Although National Comprehensive Cancer Network guidelines recommend testing for the cancer predisposition genes BRCA1 and BRCA2 in women with a TNBC diagnosis at age 60 or younger or those with a family history of breast and/or ovarian cancer, the picture is less clear regarding genetic predisposition to TNBC, the authors noted.
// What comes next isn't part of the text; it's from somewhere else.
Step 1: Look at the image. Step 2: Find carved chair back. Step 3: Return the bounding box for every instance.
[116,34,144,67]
“[R]ecommendations for testing of other genes are not fully established because the risks of TNBC associated with mutations in cancer predisposition genes have not been established. Thus, a better understanding of gene-specific risks for TNBC is needed to identify the genes that should be tested in the setting of TNBC,” they wrote.

The investigators looked for associations between deleterious mutations in cancer predisposition genes and TNBC among 8,753 patients with TNBC testing with a 21-gene assay, and among 2,148 women tested for 17 genes in studies conducted by the Triple Negative Breast Cancer Consortium.

They found that among white women, germline pathogenic variants were associated with the following odds ratios (OR) for TNBC (all P values less than .0001):

  • BRCA2 = 5.42
  • BARD1 = 5.92
  • RAD51D = 6.97
  • PALB2 = 14.41
  • BRCA1 = 16.27

Although there were insufficient data on the risks for African American women, an exploratory analysis showed that risks for TNBC associated with specific pathogenic variants were similar to those for white women, the authors said.

The pathogenic variants were detected in 12% of all patients in the study.

“Continued study of gene-specific risks for breast cancer subtypes may lead to tailored medical management recommendations for PV [pathogenic variant] carriers. Consistent with this hypothesis, initial studies evaluating intensified screening in high-risk women have suggested that a decrease in mortality from TNBC can be achieved,” they wrote.

The study was supported in part by the National Institutes of Health and the Breast Cancer Research Foundation, and was sponsored by Ambry Genetics Inc. The authors reported having no conflicts of interest.